Las esperanzas de Zelensky de usar su nuevo misil-y-drone Wunderwaffe para afectar el resultado de la guerra se han estrellado y quemado contra la dura realidad que penetrar las defensas aéreas de la capital rusa es prácticamente imposible, matemáticamente hablando.

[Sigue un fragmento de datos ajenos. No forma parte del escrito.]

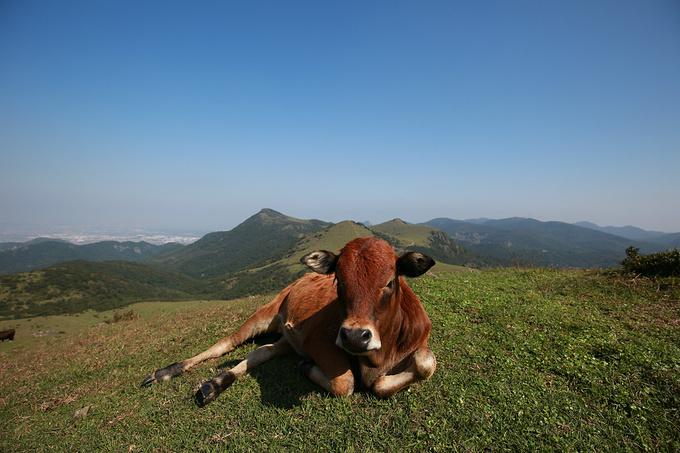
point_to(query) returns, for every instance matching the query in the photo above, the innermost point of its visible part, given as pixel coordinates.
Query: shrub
(659, 264)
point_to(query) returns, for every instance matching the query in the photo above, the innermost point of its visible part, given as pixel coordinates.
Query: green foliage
(220, 253)
(78, 286)
(659, 264)
(528, 360)
(531, 242)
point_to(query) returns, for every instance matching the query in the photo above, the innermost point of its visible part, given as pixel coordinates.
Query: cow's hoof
(164, 374)
(212, 388)
(206, 394)
(305, 367)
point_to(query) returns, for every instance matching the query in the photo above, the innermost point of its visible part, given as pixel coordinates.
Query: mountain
(629, 232)
(434, 243)
(255, 239)
(40, 253)
(523, 240)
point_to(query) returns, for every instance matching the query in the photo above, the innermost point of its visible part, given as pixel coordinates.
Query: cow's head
(369, 287)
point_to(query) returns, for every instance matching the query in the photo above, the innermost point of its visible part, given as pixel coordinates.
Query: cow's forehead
(368, 257)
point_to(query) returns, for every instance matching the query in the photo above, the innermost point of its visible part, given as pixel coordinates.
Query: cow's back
(309, 308)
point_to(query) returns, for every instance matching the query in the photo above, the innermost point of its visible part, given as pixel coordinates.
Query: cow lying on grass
(355, 322)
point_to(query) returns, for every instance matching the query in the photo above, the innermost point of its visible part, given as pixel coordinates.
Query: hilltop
(529, 241)
(260, 256)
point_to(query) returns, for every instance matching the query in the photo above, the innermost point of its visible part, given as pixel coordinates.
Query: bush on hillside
(659, 264)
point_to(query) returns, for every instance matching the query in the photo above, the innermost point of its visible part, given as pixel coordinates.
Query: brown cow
(358, 323)
(7, 335)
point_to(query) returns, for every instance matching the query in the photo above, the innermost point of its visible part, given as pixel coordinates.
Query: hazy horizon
(195, 116)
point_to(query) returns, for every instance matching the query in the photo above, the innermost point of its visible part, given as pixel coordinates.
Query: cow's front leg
(331, 370)
(421, 367)
(212, 388)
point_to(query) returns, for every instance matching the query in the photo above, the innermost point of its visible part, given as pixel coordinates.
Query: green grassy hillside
(529, 241)
(78, 286)
(528, 360)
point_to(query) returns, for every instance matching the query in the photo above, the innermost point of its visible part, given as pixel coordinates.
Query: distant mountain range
(261, 256)
(528, 241)
(40, 253)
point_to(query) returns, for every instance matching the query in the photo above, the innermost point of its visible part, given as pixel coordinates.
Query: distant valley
(261, 256)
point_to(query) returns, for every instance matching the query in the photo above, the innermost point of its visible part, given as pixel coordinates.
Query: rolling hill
(261, 256)
(530, 241)
(223, 252)
(41, 253)
(77, 286)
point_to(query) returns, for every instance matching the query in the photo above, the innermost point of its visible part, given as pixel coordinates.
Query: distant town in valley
(80, 235)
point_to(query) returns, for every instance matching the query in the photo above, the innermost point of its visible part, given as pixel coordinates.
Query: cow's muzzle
(357, 341)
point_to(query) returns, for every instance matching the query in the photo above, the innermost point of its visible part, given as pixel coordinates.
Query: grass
(528, 360)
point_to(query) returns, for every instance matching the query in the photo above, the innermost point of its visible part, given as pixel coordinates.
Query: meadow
(528, 360)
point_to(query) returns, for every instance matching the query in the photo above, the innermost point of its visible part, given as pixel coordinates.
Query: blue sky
(178, 114)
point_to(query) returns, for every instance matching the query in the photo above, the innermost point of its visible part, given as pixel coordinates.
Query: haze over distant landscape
(180, 118)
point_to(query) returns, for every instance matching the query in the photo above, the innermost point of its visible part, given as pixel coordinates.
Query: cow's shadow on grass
(281, 384)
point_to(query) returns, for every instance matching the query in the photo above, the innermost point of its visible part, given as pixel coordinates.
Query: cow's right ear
(320, 261)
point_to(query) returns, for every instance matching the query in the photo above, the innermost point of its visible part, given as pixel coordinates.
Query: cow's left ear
(413, 264)
(320, 261)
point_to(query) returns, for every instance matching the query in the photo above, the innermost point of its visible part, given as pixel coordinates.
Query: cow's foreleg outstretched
(212, 388)
(265, 320)
(421, 366)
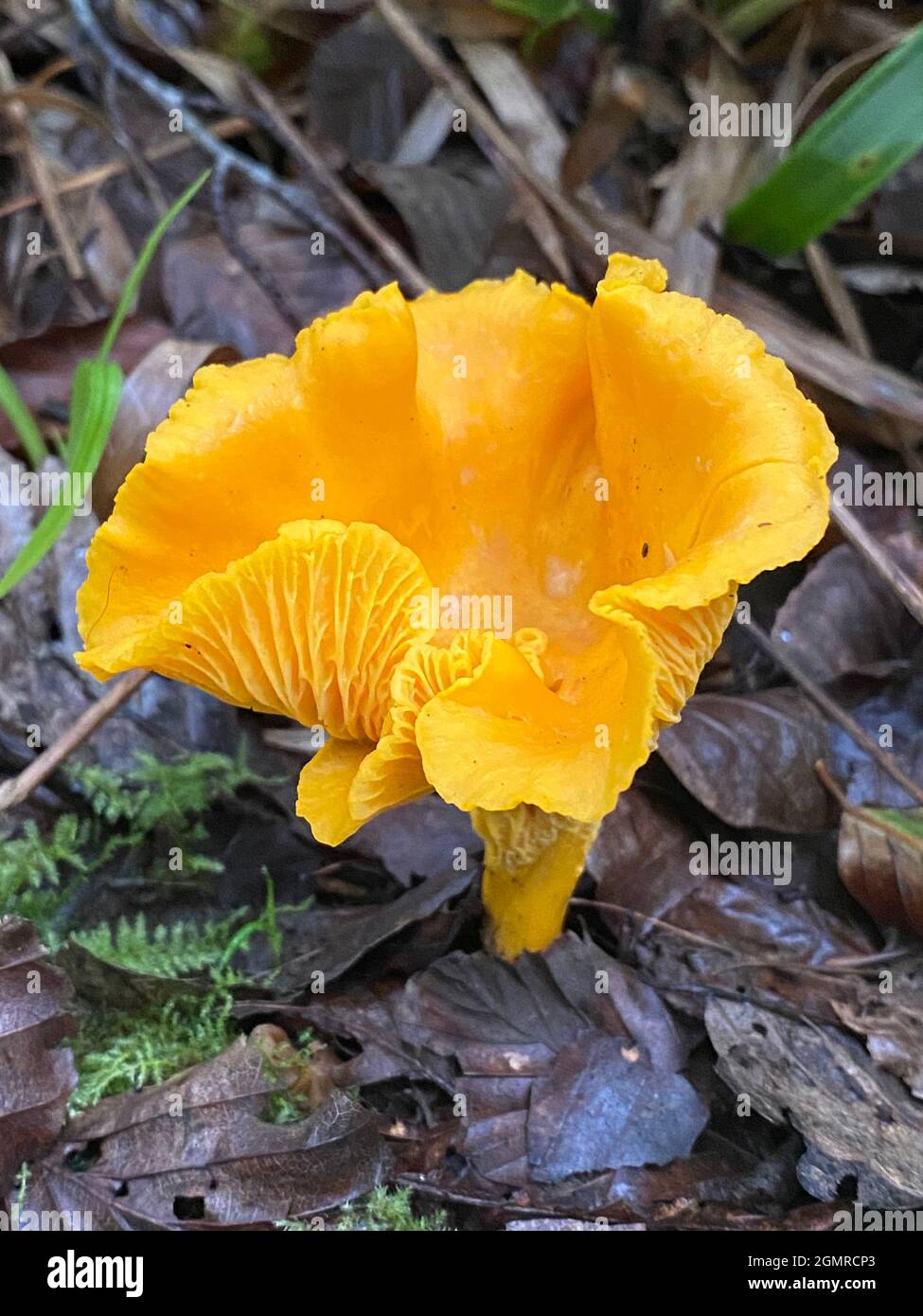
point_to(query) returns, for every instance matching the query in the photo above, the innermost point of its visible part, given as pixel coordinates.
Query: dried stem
(19, 789)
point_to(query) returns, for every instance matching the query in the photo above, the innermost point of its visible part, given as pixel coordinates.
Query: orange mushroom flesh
(486, 540)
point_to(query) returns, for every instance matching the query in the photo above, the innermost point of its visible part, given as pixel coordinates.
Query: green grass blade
(145, 257)
(865, 135)
(99, 382)
(20, 418)
(95, 392)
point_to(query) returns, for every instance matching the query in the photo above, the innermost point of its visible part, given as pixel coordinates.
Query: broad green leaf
(909, 822)
(741, 20)
(864, 137)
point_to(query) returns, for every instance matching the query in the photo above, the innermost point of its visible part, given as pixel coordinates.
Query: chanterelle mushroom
(486, 539)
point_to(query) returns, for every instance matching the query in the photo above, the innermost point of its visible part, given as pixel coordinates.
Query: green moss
(384, 1210)
(118, 1050)
(171, 951)
(40, 874)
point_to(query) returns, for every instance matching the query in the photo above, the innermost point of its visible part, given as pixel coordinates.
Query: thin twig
(819, 697)
(19, 789)
(317, 169)
(890, 571)
(169, 98)
(241, 254)
(465, 98)
(232, 127)
(41, 178)
(866, 816)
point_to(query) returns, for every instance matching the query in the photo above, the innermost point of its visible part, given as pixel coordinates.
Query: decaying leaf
(556, 1053)
(859, 1123)
(37, 1076)
(199, 1150)
(751, 758)
(881, 863)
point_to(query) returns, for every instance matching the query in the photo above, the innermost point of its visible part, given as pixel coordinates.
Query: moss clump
(151, 804)
(171, 951)
(40, 874)
(118, 1050)
(384, 1210)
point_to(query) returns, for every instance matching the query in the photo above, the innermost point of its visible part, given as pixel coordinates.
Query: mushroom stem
(532, 863)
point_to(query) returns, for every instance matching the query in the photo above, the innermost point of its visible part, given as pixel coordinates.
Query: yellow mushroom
(486, 540)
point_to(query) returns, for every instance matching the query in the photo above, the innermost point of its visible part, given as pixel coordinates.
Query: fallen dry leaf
(198, 1150)
(36, 1074)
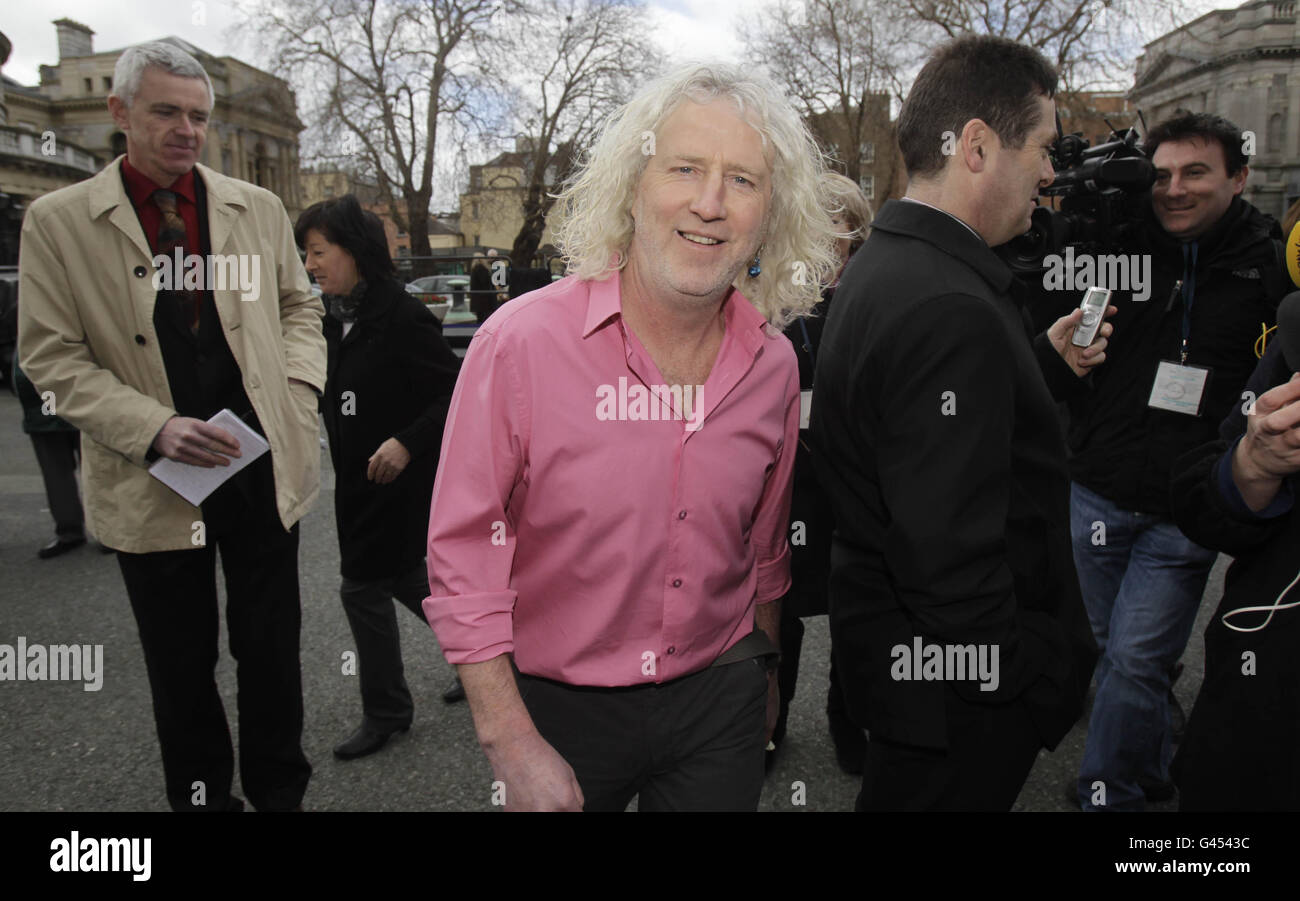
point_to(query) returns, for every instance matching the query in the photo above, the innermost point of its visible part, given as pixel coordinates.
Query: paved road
(63, 748)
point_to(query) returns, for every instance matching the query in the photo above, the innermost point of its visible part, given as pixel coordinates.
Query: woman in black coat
(389, 382)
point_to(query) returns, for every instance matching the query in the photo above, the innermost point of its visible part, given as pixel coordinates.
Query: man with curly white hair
(607, 536)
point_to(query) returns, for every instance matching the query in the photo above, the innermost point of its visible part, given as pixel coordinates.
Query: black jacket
(939, 443)
(1122, 449)
(1239, 749)
(390, 377)
(811, 519)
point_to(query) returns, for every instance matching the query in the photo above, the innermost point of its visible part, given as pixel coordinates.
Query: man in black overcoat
(957, 623)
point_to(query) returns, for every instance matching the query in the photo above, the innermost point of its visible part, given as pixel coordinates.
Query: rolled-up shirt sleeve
(471, 531)
(772, 515)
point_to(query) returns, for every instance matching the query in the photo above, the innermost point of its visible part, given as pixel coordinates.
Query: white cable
(1277, 605)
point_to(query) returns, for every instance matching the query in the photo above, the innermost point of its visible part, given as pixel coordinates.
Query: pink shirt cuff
(774, 576)
(473, 628)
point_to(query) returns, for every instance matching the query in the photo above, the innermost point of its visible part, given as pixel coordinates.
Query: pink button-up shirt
(584, 524)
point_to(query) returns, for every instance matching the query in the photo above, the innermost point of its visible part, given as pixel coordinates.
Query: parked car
(442, 289)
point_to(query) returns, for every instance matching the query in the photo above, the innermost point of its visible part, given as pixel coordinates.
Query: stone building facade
(252, 134)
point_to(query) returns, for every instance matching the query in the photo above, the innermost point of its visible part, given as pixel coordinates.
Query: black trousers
(989, 756)
(690, 744)
(57, 453)
(385, 697)
(174, 600)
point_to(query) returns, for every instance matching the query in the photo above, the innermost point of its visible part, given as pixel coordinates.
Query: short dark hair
(993, 79)
(356, 230)
(1200, 126)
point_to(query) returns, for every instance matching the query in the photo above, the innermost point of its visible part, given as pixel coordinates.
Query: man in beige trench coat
(138, 362)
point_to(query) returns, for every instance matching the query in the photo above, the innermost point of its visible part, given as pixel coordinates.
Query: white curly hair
(594, 207)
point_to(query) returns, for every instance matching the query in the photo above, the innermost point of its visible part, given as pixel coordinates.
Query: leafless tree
(564, 65)
(380, 79)
(837, 60)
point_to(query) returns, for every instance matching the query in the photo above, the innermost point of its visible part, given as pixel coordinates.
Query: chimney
(74, 39)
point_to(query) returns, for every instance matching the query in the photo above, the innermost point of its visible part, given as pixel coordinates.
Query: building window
(1275, 133)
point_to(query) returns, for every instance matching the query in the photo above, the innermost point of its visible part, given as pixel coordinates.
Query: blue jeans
(1142, 583)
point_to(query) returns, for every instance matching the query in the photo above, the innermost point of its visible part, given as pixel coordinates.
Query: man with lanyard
(1178, 363)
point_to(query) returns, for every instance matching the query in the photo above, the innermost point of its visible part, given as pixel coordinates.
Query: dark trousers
(989, 756)
(690, 744)
(57, 454)
(385, 697)
(174, 600)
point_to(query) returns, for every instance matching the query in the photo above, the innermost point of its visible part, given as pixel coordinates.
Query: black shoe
(1158, 792)
(850, 744)
(59, 546)
(365, 740)
(456, 692)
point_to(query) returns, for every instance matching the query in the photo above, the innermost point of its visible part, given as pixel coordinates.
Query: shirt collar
(141, 187)
(605, 302)
(945, 213)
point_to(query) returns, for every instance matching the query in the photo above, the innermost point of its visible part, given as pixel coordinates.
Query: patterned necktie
(172, 235)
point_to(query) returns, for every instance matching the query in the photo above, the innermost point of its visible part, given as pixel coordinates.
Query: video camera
(1100, 191)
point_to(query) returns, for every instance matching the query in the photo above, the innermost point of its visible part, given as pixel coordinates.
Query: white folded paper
(194, 483)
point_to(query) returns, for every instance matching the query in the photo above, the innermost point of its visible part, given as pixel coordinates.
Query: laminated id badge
(1178, 388)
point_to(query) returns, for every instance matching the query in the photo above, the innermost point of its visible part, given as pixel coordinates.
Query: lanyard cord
(1272, 609)
(1188, 293)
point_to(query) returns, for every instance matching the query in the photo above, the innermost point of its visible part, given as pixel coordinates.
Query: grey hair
(594, 206)
(160, 55)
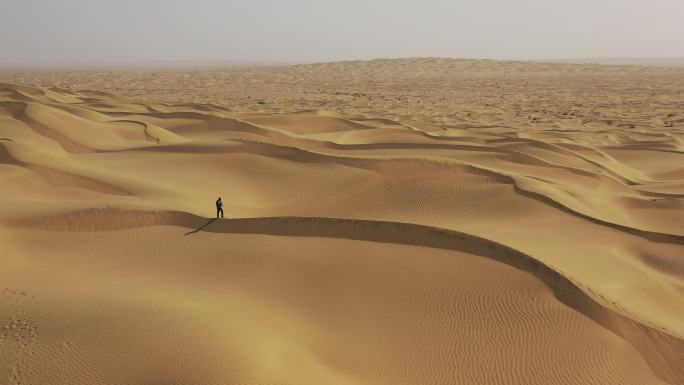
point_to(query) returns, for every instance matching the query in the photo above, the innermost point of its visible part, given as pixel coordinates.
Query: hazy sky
(96, 31)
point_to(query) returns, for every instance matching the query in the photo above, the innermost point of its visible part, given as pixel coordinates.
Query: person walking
(219, 208)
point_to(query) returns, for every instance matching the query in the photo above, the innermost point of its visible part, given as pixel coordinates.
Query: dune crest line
(661, 349)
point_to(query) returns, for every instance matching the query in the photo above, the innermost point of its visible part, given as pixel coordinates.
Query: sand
(420, 221)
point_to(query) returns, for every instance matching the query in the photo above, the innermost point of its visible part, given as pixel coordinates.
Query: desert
(389, 221)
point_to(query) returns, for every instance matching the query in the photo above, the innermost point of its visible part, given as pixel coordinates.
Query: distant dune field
(419, 221)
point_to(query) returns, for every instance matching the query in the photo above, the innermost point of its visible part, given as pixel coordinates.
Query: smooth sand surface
(418, 221)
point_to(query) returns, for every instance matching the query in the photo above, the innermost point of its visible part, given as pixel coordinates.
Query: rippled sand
(388, 222)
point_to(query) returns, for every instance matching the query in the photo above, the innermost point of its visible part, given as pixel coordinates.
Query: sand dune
(373, 240)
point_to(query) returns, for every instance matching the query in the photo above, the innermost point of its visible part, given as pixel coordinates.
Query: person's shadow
(212, 220)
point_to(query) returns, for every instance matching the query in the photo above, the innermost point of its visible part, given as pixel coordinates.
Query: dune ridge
(662, 349)
(430, 216)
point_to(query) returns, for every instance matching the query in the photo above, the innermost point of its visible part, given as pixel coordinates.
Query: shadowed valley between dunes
(369, 242)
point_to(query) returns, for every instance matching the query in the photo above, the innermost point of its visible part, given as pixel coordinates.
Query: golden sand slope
(381, 250)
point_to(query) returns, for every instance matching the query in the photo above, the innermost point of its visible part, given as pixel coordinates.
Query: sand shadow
(197, 230)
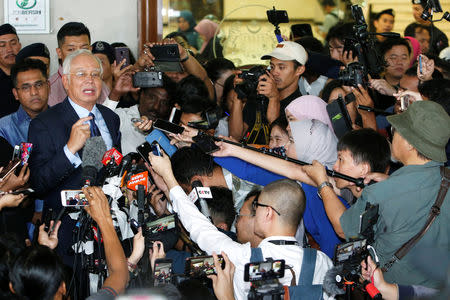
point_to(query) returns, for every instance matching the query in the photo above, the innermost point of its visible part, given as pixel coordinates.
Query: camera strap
(434, 212)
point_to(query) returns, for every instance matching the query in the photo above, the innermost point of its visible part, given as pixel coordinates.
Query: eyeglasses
(82, 75)
(255, 205)
(26, 88)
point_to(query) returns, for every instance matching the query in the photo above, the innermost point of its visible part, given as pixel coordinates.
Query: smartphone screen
(163, 272)
(73, 198)
(168, 127)
(202, 266)
(120, 54)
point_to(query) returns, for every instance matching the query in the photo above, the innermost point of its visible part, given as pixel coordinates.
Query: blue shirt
(101, 124)
(14, 127)
(315, 218)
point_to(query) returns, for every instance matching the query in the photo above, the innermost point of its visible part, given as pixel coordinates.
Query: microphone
(332, 277)
(92, 159)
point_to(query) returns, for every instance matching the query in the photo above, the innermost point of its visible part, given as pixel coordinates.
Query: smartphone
(264, 270)
(25, 192)
(175, 116)
(202, 266)
(10, 168)
(168, 127)
(162, 224)
(162, 140)
(162, 273)
(205, 143)
(73, 198)
(121, 53)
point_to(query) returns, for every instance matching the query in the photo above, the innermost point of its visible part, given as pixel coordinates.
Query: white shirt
(131, 135)
(314, 88)
(211, 240)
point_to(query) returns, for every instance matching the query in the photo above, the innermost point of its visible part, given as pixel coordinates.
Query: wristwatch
(322, 185)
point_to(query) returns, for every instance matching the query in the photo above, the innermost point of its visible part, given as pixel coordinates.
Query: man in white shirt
(278, 211)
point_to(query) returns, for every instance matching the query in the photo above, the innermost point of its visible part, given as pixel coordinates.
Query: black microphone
(330, 281)
(93, 152)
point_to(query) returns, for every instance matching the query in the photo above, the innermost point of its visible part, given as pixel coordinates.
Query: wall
(107, 20)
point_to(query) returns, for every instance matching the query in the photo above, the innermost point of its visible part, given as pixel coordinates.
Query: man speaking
(60, 133)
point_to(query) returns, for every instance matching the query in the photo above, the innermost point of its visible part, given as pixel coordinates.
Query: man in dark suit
(60, 133)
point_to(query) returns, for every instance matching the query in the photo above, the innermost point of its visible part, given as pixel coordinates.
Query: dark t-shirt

Un recurso pro-Ucrania OSINT Telegram y X (no diremos cuál para evitar darles publicidad innecesaria) ha trazado la trayectoria de ~1.5k drones ucranianos recientemente dirigidos a Moscú, calculando que ~1.4k (93%) fueron interceptados en las primeras y segundas líneas de defensa aérea fuera de la ciudad.

Otro ~100 drones (6%) llegaron a la carretera de Ring Road. Sólo uno – “un solo drone” – fue interceptado en Moscú (probabilidad estadística: 0,07%).

¿Reclamado “hits” durante los últimos dos meses? Un complejo de antenas en el Centro de Comms Espaciales de Dubna, que no impactó las operaciones, la logística minorista de Wildberries, la refinería de petróleo de Kapotny y un par de zonas industriales y edificios residenciales.

Eso es todo. En el contexto de miles de lanzamientos, esto ni siquiera es una gota en el cubo. Es casi cómico”, lamentó el recurso, señalando que el ejército de Ucrania ha tratado de golpear Moscú de cada vector de ataque, pero no logró nada.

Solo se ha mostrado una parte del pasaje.